Nel pomeriggio la cooperativa sociale Altana, partner dell’AC Crema 1908 nel progetto Sportabilità, ha inaugurato lo spazio TiConZero al primo piano dell’edificio. «Vogliamo occuparci delle persone da 0 a 100 anni» ha detto la Responsabile Aresa di Altana, Maria Grazia Donida, che è anche portavoce del Forum Terzo Settore del Cremasco.

 

«Abbiamo voluto presentare i progetti che interessano i bambini delle scuole elementari e medie. La finalità di TiConZero è stimolare la creatività. Letture, libri, teatro, materiali di scarto da riutilizzare. Ma è anche multimedialità: i bambini potranno imparare a girare un film con un piccolo telefono cellulare diventando veri e propri videomaker. Implementeremo anche corsi di inglese e laboratori per sviluppare l’espressività del corpo e della voce»

 

Maria Grazia Donida, affiancata da Siria Bertorelli e Massimiliano Bozzoni, ha accompagnato il presidente dell’Ac Crema Enrico Zucchi nella visita dei locali. Ad ottobre partirà ‘Il laboratorio ben…essere’ che vuole offrire un aiuto agli anziani con problemi di minima demenza senile. Sono in corso di programmazione azioni specifiche sul fronte dell’autismo, sempre dedicate ai bambini, e corsi che andranno ad integrare le attività dell’AC Crema 1908: «Pensiamo ai tanti genitori che portano i bambini a giocare a calcio e che devono attendere al San Luigi la fine dell’allenamento o della partita.

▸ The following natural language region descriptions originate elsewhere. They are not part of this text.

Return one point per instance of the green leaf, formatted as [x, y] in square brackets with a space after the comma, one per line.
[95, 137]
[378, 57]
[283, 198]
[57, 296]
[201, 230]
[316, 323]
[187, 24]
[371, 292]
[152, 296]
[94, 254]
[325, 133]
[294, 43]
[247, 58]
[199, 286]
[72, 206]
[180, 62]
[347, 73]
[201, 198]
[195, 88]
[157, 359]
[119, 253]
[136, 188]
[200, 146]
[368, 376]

Potranno impegnare il tempo in modo piacevole e utile».

 

«Sportabilità - ha detto Maria Grazia Donida - è un progetto innovativo con grande potenzialità. L’AC Crema ha dimostrato lungimiranza e intelligenza andando ben oltre il calcio. Una sensibilità che utilizza lo sport come veicolo per raggiungere finalità di inclusione sociale. Mi riferisco al binomio fra sport e disabilità che in questi giorni si è imposto all’attenzione dell’opinione pubblica con le Paraolimpiadi. Il presidente Zucchi e il suo staff hanno ideato in tempi non sospetti un progetto di revisione dello spazio del San Luigi per affermare la necessità di un percorso comune con le associazioni che trattano il tema della disabilità. Ora, tutti insieme, dobbiamo fare in modo che Sportabilità esprima le sue potenzialità. Che sono grandissime».